Through all this, I was still training for the marathon. Sometimes running made me feel better; sometimes it made me feel worse. But I’d been training for months and I was not giving up. I gave up other things, though. Coffee and alcohol made it worse, so I stopped drinking both. I severely curtailed my social life. I stopped working on creative projects. It was basically all I could do to keep my day job afloat.
The marathon—my first one—was the Loch Ness Marathon in Scotland. My plan had been to spend a week with friends in London, then go to Scotland with them (we were running the marathon together). From there, I was planning to fly to Spain for four weeks. I was going to go to Seville, the Andalusian hills, Madrid, and Barcelona, meeting friends along the way and spending my birthday in Barcelona.

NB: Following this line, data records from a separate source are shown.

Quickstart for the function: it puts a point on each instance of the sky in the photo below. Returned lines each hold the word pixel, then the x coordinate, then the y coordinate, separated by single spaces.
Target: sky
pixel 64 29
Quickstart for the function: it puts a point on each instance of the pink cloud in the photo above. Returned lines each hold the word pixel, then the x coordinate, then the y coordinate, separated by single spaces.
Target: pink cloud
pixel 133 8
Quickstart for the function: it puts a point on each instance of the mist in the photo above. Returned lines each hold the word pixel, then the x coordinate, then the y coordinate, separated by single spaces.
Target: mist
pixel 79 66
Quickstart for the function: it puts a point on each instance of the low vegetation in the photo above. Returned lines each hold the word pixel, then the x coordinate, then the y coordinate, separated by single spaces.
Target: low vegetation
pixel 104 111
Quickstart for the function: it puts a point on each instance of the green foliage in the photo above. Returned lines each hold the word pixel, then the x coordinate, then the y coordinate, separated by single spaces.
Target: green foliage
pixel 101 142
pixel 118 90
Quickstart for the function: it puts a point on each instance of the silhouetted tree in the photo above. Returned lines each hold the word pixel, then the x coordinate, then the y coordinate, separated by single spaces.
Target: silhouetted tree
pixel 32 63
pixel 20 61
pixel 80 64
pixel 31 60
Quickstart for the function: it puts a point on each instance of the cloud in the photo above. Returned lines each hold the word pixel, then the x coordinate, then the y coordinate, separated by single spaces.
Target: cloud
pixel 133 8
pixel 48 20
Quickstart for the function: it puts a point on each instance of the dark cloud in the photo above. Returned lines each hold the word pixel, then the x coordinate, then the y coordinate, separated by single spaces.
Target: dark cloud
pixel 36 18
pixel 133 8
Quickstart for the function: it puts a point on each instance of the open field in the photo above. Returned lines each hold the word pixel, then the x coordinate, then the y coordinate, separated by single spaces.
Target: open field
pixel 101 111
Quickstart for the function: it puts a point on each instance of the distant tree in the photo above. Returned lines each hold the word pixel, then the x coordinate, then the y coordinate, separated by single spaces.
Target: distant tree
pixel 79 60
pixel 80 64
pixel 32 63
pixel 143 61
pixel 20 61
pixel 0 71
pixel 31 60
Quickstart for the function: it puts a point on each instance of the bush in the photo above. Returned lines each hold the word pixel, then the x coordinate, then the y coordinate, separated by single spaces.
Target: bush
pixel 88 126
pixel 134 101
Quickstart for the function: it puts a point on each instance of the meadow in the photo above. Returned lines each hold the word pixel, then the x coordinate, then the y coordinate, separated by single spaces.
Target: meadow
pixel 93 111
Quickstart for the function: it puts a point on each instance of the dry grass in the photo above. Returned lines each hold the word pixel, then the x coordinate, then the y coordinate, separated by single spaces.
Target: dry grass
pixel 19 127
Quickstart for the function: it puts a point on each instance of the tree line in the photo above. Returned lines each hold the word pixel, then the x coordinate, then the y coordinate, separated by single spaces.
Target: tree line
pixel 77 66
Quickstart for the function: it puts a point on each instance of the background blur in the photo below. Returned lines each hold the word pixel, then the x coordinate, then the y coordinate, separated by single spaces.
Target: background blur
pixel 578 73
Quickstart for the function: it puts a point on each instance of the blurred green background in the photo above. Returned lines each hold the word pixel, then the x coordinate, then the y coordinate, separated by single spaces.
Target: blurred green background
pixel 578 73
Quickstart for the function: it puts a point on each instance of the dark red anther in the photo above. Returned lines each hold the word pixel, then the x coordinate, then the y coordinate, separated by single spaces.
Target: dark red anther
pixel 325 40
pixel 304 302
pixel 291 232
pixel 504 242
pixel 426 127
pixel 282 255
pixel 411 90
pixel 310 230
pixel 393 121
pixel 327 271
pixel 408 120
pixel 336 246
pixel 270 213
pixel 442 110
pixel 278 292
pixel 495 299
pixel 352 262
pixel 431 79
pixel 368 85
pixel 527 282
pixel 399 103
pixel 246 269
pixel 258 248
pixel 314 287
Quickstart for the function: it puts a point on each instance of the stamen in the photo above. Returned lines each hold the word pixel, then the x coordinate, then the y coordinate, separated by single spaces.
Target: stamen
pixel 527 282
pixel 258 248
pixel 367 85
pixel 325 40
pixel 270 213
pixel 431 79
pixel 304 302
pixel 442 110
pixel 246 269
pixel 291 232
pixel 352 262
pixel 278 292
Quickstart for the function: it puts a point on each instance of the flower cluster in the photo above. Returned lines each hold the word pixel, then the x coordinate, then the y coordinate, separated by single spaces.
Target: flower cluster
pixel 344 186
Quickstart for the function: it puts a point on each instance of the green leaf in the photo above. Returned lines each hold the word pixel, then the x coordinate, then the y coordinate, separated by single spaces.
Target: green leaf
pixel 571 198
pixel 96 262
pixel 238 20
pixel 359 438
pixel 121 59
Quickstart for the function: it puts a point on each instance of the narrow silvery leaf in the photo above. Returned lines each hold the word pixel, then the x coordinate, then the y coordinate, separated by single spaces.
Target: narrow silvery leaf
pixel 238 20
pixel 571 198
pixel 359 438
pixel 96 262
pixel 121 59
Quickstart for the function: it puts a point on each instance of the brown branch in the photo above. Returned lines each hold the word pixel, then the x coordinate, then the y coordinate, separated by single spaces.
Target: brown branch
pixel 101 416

When I first got the headache, I thought for sure it would resolve by the trip. But as the days passed and I kept waking up with it, that seemed more and more unlikely.
Headaches seem like a minor problem. Almost everyone has had a headache at some point. Before this, they were usually a result of my bad choices: not getting enough sleep, drinking too much (alcohol), not drinking enough (water). I knew, intellectually, but didn’t really understand that headaches can be completely debilitating. And even in the life-wrecking level of severity, many people—including health care professionals—don’t treat them seriously.
There’s a special kind of horror in having some kind of health concern that should go away—that always went away before—that you keep waking up with. I remember my mood getting blacker and blacker every time I woke up in pain and thought, great. This is still happening.
I kept waking up with that thought as the weeks passed and my Spain trip got closer. I was trying not to panic—the headaches could be a result of stress, maybe. But I reached a point where I had to make a decision: do I cancel the trip and try to fix the headaches, or do I go to Spain and hope they go on their own?